Le Conseil d’Etat précise la grille de lecture à adopter :
- en l'absence de dispositions expresses du code de l'urbanisme y faisant obstacle, il est loisible à l'auteur d'une demande de permis de construire d'apporter à son projet, pendant la phase d'instruction de sa demande et avant l'intervention d'une décision expresse ou tacite, des modifications qui n'en changent pas la nature, en adressant une demande en ce sens accompagnée de pièces nouvelles qui sont intégrées au dossier afin que la décision finale porte sur le projet ainsi modifié.
-Cette demande est en principe sans incidence sur la date de naissance d'un permis tacite déterminée en application des dispositions des articles R. 423-23 et suivants et R. 423-42 et suivants du code de l'urbanisme.
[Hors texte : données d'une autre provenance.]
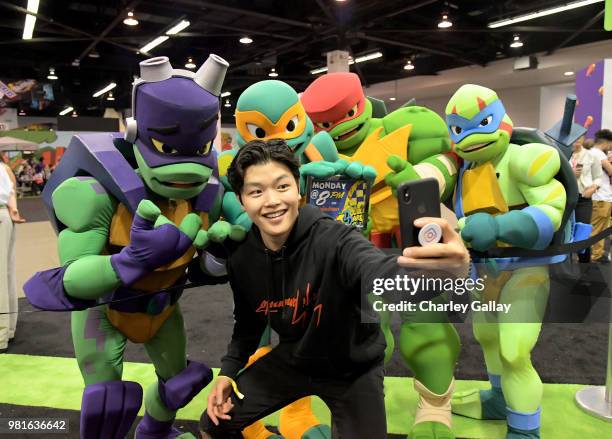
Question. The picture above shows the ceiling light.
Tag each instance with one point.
(108, 88)
(319, 70)
(130, 20)
(445, 23)
(151, 44)
(52, 74)
(516, 42)
(351, 61)
(28, 27)
(190, 64)
(367, 57)
(543, 13)
(179, 27)
(66, 110)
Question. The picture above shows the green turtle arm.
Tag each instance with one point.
(442, 167)
(533, 166)
(86, 209)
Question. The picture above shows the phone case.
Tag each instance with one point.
(416, 199)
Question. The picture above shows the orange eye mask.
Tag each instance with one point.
(252, 124)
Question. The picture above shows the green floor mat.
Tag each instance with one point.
(56, 382)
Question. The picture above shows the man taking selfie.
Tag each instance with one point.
(303, 274)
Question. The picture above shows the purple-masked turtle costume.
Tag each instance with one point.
(131, 214)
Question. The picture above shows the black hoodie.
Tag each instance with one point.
(311, 294)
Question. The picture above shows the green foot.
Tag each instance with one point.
(431, 430)
(515, 433)
(317, 432)
(480, 404)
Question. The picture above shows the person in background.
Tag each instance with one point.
(9, 215)
(588, 172)
(602, 198)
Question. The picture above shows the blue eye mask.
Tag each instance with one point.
(487, 121)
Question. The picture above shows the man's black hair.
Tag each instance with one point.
(257, 152)
(603, 136)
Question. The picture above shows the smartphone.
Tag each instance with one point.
(416, 199)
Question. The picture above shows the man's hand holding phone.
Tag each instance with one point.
(219, 401)
(441, 246)
(450, 254)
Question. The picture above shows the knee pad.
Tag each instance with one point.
(177, 391)
(108, 409)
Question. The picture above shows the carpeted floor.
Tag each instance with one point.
(566, 353)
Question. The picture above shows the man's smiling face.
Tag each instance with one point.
(270, 196)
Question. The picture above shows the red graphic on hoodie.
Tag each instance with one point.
(300, 303)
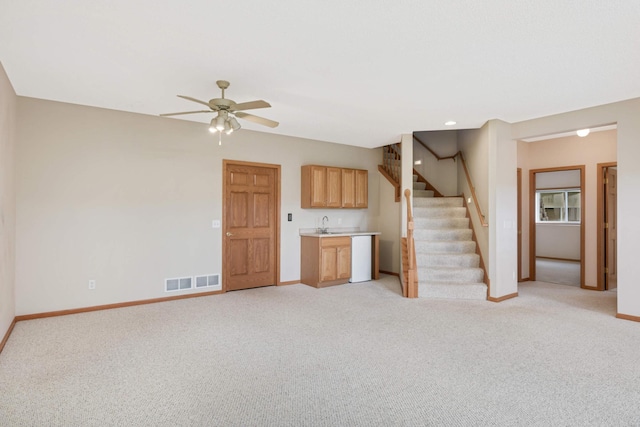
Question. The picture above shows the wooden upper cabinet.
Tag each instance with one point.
(348, 188)
(314, 187)
(334, 187)
(331, 187)
(362, 188)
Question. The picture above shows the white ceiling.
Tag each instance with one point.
(353, 72)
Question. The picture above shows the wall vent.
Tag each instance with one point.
(178, 284)
(208, 280)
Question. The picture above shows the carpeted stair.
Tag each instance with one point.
(448, 266)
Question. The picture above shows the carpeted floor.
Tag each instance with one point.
(350, 355)
(557, 271)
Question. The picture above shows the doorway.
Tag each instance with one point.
(563, 191)
(607, 226)
(251, 225)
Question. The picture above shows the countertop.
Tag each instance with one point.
(340, 233)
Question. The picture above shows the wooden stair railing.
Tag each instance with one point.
(391, 166)
(483, 219)
(410, 273)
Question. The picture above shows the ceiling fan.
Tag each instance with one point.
(227, 111)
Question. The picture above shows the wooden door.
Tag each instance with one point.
(348, 188)
(362, 188)
(611, 229)
(251, 204)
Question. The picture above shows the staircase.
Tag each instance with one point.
(448, 266)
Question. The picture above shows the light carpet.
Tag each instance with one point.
(350, 355)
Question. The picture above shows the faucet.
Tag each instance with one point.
(323, 228)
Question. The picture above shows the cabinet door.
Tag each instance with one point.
(318, 186)
(343, 268)
(334, 188)
(329, 267)
(348, 188)
(361, 188)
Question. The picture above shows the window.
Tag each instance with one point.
(558, 205)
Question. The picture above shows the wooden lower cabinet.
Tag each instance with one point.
(325, 261)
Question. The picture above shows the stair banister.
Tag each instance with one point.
(411, 289)
(483, 219)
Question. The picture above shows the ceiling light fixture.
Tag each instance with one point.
(223, 122)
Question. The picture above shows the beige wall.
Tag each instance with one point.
(597, 147)
(625, 114)
(474, 145)
(128, 200)
(390, 214)
(441, 174)
(8, 102)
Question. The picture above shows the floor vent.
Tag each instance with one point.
(209, 280)
(178, 284)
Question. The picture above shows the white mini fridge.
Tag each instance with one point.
(360, 258)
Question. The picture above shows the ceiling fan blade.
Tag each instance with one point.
(250, 105)
(186, 112)
(256, 119)
(198, 101)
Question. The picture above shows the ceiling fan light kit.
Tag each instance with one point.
(227, 110)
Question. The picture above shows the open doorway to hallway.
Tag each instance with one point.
(558, 150)
(556, 224)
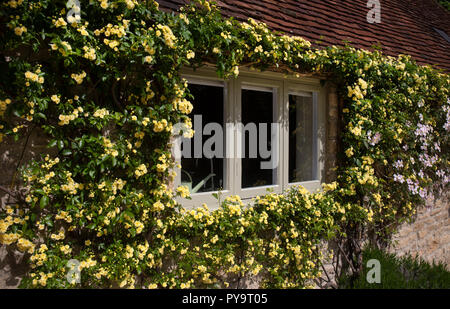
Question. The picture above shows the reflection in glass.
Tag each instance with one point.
(200, 173)
(257, 108)
(301, 139)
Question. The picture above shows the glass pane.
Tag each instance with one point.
(301, 139)
(202, 171)
(257, 109)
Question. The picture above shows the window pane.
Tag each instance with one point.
(301, 139)
(257, 108)
(200, 171)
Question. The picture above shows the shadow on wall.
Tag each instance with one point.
(12, 267)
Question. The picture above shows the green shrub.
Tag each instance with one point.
(406, 272)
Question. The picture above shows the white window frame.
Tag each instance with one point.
(281, 87)
(318, 101)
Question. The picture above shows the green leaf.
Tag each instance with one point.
(44, 201)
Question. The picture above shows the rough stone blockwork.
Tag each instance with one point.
(429, 235)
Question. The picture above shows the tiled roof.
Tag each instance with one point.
(407, 26)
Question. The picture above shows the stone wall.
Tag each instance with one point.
(429, 235)
(13, 154)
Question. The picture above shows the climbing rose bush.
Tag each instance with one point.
(106, 90)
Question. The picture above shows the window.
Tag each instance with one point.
(202, 165)
(302, 138)
(253, 133)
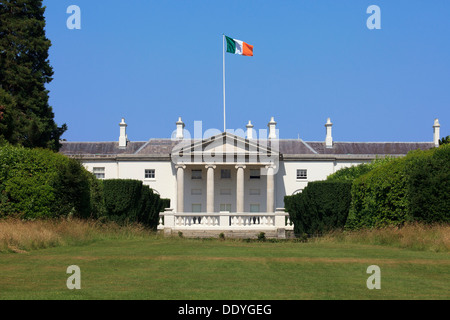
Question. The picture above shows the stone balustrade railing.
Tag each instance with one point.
(225, 220)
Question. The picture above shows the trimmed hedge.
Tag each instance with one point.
(429, 185)
(411, 188)
(39, 183)
(353, 172)
(129, 200)
(322, 206)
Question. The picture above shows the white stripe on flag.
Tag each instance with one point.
(239, 46)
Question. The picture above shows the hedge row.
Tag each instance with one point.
(39, 183)
(411, 188)
(321, 207)
(388, 191)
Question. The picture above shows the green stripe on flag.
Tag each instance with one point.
(231, 45)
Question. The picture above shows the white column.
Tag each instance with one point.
(210, 187)
(270, 188)
(240, 188)
(180, 187)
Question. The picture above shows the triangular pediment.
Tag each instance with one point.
(226, 145)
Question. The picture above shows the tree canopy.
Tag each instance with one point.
(26, 118)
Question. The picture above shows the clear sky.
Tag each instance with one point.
(153, 61)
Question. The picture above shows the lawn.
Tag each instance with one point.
(155, 267)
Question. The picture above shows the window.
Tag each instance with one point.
(225, 173)
(99, 172)
(225, 207)
(255, 173)
(301, 174)
(149, 173)
(196, 174)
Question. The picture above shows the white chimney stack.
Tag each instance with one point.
(436, 132)
(272, 131)
(123, 138)
(180, 128)
(329, 138)
(249, 127)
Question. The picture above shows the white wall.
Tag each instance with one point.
(165, 183)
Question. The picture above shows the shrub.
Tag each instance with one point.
(412, 188)
(321, 207)
(128, 201)
(353, 172)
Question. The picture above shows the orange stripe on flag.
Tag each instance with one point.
(247, 49)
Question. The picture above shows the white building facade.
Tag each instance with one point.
(229, 183)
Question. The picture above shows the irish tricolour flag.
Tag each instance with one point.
(239, 47)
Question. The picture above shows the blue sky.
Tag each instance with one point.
(153, 61)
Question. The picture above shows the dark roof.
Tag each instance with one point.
(98, 148)
(163, 147)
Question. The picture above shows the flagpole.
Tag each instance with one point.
(223, 71)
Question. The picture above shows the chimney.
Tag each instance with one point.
(123, 138)
(180, 128)
(328, 138)
(249, 127)
(436, 132)
(272, 132)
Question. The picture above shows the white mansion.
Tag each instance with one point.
(233, 183)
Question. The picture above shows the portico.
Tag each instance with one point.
(214, 188)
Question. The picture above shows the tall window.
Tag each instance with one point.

- Toutefois, lorsque du fait de leur objet, de leur importance ou de la date à laquelle ces modifications sont présentées, leur examen ne peut être mené à bien dans le délai d'instruction, compte tenu notamment des nouvelles vérifications ou consultations qu'elles impliquent, l'autorité compétente en informe par tout moyen le pétitionnaire avant la date à laquelle serait normalement intervenue une décision tacite, en lui indiquant la date à compter de laquelle, à défaut de décision expresse, la demande modifiée sera réputée acceptée.
- L’administration est alors regardée comme saisie d'une nouvelle demande se substituant à la demande initiale à compter de la date de la réception par l'autorité compétente des pièces nouvelles et intégrant les modifications introduites par le pétitionnaire. Il appartient le cas échéant à l'administration d'indiquer au demandeur dans le délai d'un mois prévu par l'article R. 423-38 du code de l'urbanisme les pièces manquantes nécessaires à l'examen du projet ainsi modifié.
Le Conseil d'Etat juge, en l'espèce, qu'en l’absence de toute information du service instructeur sur la prorogation du délai d’instruction, un permis de construire tacite est bien né à l’issue du délai d’instruction. La décision expresse de rejet du permis de construire prise postérieurement doit, dès lors, s’analyser en une décision de retrait de l’autorisation obtenue tacitement.